Ocho meses después del lanzamiento de los ETFs spot de Solana en octubre de 2025, el sector presencia un momento histórico digno de los libros de récords. A mayo de 2026, los ocho ETFs spot de SOL cotizados en EE. UU. han acumulado entradas netas superiores a 1 120 millones de dólares, marcando un récord de 11 jornadas bursátiles consecutivas con flujos netos positivos.
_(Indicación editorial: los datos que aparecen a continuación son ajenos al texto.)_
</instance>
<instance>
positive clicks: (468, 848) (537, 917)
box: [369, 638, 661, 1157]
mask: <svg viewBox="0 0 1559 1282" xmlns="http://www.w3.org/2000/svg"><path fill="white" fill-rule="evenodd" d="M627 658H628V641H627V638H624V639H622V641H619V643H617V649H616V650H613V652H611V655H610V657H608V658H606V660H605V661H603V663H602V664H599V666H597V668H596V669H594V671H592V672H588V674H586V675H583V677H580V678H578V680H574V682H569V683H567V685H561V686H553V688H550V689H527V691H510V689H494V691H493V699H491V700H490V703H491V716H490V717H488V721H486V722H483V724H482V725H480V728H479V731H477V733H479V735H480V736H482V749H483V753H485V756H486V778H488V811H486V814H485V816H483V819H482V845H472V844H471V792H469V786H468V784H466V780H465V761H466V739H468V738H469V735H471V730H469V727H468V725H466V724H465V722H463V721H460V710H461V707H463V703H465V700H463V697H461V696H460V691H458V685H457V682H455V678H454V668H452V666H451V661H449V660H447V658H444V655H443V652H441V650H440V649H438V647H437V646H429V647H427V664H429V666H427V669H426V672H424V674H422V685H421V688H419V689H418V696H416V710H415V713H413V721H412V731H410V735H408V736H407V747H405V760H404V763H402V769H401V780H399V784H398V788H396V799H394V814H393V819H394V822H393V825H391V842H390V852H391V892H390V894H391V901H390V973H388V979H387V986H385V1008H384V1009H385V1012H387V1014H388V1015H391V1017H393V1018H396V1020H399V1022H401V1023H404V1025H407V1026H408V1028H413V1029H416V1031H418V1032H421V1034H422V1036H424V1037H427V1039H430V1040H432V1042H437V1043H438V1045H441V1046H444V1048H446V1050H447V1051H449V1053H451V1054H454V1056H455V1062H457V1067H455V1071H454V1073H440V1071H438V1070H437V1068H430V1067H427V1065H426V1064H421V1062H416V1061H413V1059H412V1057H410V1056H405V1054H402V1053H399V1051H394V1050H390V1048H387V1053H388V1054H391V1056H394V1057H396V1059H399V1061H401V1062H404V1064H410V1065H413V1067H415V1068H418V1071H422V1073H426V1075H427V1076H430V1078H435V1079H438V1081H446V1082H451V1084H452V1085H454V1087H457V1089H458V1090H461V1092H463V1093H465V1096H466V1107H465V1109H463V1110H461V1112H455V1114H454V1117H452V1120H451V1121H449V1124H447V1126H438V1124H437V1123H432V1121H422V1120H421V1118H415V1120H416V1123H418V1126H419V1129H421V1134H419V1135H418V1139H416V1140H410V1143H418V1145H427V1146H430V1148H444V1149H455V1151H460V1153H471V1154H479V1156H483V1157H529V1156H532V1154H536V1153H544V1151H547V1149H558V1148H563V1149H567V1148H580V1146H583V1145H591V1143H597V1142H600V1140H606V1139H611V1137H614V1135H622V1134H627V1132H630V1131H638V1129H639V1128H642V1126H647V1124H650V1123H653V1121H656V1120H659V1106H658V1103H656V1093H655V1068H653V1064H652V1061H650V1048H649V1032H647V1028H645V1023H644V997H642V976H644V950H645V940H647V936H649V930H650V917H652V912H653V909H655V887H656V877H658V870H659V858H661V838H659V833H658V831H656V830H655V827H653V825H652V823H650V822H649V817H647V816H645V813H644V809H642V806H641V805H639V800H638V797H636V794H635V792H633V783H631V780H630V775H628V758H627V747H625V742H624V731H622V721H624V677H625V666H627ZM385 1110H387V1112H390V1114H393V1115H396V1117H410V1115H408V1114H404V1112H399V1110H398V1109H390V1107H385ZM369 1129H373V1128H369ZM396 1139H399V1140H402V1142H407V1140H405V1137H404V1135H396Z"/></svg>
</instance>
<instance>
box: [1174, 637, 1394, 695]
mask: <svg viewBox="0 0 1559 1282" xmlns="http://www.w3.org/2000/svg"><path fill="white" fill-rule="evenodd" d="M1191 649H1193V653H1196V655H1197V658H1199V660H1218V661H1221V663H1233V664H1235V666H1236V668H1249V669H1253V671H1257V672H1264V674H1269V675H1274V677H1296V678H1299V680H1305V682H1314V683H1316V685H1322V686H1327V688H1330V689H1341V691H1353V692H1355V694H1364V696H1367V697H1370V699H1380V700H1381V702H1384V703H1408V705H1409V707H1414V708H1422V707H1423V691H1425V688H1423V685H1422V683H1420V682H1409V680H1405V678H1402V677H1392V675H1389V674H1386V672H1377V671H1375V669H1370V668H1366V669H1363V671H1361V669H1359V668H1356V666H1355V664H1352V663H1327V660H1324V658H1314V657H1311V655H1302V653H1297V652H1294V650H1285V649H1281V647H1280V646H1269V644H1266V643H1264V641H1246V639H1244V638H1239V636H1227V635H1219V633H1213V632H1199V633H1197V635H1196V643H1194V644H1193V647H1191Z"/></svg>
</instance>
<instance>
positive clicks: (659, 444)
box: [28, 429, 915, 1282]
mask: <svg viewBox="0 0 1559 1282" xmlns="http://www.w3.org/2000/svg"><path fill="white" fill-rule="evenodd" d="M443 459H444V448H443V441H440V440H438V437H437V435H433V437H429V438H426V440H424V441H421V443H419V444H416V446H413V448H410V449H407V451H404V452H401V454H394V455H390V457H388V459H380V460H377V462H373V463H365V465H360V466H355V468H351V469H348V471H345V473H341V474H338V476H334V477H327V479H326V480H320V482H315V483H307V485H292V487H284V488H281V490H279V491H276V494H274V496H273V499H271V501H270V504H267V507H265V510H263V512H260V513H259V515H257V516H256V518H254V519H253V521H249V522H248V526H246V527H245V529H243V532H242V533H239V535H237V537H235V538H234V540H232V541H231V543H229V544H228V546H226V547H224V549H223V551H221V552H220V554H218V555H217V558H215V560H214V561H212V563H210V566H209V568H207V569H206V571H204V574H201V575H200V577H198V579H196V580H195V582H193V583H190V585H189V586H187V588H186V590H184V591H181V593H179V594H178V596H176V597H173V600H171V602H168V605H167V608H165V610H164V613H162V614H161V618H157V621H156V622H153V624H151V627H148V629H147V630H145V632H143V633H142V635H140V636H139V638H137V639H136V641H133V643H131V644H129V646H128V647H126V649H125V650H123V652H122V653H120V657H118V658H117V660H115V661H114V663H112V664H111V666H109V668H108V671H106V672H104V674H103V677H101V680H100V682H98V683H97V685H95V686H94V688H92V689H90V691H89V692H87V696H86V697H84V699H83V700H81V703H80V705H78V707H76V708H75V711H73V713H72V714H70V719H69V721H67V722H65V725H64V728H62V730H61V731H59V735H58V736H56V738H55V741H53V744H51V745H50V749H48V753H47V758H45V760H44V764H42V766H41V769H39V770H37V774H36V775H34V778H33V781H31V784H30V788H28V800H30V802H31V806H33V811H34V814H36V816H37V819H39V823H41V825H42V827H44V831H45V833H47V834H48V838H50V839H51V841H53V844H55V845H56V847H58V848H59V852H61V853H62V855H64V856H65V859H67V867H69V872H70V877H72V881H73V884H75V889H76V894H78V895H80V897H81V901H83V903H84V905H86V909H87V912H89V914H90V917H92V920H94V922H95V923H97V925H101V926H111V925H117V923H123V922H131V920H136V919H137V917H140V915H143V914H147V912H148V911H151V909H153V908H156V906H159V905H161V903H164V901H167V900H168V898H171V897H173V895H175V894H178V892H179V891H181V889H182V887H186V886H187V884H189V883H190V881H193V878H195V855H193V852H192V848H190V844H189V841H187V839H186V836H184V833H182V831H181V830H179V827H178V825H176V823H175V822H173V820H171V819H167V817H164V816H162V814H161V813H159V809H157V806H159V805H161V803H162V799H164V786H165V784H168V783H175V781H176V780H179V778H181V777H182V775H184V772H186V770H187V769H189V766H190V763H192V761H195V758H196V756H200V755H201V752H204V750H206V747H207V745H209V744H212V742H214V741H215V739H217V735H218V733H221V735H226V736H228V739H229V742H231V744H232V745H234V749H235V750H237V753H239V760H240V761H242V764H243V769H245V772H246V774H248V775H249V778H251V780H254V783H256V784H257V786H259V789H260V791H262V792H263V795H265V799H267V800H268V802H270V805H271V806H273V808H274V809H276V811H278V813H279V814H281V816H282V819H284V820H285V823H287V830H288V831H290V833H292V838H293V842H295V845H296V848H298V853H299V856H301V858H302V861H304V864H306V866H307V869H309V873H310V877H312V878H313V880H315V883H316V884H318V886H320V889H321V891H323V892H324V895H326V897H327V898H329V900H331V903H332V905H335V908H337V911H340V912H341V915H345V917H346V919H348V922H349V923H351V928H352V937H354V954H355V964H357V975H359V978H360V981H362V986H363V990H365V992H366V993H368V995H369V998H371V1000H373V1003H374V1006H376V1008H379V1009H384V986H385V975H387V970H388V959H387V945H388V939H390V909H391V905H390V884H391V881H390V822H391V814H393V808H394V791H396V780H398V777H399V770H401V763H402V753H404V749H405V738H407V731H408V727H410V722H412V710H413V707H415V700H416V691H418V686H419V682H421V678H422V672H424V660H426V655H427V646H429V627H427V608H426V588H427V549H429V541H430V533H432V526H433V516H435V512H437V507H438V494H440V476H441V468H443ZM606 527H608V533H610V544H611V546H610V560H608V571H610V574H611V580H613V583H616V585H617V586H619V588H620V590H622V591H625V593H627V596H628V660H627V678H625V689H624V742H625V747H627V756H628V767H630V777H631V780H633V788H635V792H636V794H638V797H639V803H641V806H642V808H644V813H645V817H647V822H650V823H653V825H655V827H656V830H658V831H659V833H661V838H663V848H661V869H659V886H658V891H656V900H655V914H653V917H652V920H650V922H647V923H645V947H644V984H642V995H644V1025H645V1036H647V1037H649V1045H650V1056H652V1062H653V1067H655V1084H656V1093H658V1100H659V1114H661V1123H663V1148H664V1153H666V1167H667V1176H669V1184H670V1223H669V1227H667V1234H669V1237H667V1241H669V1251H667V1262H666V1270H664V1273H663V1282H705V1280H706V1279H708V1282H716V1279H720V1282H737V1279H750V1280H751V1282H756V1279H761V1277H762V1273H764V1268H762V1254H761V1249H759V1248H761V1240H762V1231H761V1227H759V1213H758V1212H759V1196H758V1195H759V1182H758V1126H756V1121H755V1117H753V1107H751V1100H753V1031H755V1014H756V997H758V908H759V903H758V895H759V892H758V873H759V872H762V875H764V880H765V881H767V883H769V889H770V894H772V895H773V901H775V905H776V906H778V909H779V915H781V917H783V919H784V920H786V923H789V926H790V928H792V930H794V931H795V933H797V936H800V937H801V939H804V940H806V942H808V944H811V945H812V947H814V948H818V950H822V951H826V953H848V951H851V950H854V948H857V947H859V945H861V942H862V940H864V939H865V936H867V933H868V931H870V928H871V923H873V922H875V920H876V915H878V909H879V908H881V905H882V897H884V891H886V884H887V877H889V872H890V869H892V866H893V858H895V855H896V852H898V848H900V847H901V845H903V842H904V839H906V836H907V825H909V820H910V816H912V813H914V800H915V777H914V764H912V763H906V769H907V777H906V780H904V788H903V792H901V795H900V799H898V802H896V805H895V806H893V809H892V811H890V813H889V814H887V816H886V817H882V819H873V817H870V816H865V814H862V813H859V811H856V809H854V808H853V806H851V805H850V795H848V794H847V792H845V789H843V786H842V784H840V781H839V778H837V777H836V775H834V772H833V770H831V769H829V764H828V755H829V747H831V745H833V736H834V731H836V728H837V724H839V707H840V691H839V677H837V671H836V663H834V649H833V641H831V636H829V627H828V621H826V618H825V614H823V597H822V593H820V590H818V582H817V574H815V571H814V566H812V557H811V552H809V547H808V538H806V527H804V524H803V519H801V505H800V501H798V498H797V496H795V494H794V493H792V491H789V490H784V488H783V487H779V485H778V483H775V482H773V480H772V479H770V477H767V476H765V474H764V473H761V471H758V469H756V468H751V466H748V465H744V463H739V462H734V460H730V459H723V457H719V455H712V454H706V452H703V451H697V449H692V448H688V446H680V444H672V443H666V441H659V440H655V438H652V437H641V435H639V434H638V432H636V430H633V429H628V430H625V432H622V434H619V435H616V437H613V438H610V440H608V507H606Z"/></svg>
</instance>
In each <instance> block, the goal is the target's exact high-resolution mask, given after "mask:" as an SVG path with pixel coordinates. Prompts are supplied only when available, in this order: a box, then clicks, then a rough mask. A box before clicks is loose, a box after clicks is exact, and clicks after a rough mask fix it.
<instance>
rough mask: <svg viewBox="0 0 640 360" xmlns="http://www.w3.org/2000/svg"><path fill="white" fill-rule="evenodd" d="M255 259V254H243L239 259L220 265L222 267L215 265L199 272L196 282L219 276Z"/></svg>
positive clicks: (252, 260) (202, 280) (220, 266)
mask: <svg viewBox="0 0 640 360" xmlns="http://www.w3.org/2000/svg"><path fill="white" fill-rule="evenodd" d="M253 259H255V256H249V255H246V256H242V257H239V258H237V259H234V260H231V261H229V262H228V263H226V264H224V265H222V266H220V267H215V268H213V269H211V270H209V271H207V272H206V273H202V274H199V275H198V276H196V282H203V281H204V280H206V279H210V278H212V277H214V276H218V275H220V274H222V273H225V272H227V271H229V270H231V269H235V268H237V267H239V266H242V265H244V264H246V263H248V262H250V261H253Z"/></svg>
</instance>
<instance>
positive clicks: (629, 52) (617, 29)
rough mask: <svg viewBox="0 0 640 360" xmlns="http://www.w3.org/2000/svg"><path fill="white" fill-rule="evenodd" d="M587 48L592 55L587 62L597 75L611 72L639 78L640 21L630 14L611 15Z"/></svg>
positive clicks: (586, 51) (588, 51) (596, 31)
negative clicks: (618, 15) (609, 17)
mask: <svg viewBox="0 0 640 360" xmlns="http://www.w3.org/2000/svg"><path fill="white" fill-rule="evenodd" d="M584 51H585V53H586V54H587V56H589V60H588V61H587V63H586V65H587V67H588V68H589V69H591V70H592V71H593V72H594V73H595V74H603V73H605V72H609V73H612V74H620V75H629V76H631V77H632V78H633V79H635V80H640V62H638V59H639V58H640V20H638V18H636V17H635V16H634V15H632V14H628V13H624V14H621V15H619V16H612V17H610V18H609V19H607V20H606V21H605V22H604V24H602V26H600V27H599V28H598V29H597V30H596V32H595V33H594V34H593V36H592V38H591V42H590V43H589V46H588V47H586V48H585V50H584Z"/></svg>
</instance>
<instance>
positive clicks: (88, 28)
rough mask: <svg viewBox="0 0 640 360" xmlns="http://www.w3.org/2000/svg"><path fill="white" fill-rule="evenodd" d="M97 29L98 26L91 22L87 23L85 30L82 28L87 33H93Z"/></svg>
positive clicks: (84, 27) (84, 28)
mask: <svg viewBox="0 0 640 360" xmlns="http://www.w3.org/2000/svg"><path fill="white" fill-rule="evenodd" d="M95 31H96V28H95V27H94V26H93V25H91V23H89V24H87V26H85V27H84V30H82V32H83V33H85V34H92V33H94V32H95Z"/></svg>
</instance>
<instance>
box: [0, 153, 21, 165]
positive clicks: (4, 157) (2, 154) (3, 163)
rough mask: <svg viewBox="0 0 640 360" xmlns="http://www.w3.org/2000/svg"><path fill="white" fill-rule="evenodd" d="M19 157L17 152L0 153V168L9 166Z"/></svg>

Sin embargo, el origen de estos fondos está experimentando un cambio profundo que merece aún más atención que las propias cifras. El fondo de dotación de Dartmouth College, con una posición aproximada de 3,3 millones de dólares, se ha convertido en el primer endowment de la Ivy League en declarar públicamente la tenencia de SOL. JPMorgan ha iniciado una posición tentativa de unos 523 000 dólares, mientras que Morgan Stanley ha duplicado su exposición, pasando de aproximadamente 15,3 millones a 29,9 millones de dólares. Por su parte, Goldman Sachs ha liquidado la posición en el ETF de Solana que había comunicado en el cuarto trimestre de 2025, valorada en 108 millones de dólares.
Con estos movimientos, se inaugura una nueva fase: los tenedores institucionales de Solana pasan del "quién compra" al "quién intercambia posiciones y quién toma el relevo".
Se abre la ventana 13F
El detonante inmediato de esta oleada de atención fue la publicación concentrada de los informes 13F del primer trimestre de 2026. La normativa estadounidense exige a los gestores institucionales con más de 100 millones de dólares en activos que presenten el formulario 13F cada trimestre. El periodo de divulgación del primer trimestre, entre el 14 y el 15 de mayo de 2026, reveló por primera vez cambios significativos en las posiciones institucionales en ETFs de Solana.
Previamente, el 17 de marzo, la Comisión de Bolsa y Valores (SEC) y la Comisión de Comercio de Futuros de Materias Primas (CFTC) emitieron conjuntamente un documento aclaratorio que clasificaba oficialmente a SOL como un commodity digital. Esta decisión eliminó una importante barrera de cumplimiento para las instituciones financieras tradicionales y proporcionó el marco necesario para ajustar sus asignaciones durante el primer trimestre.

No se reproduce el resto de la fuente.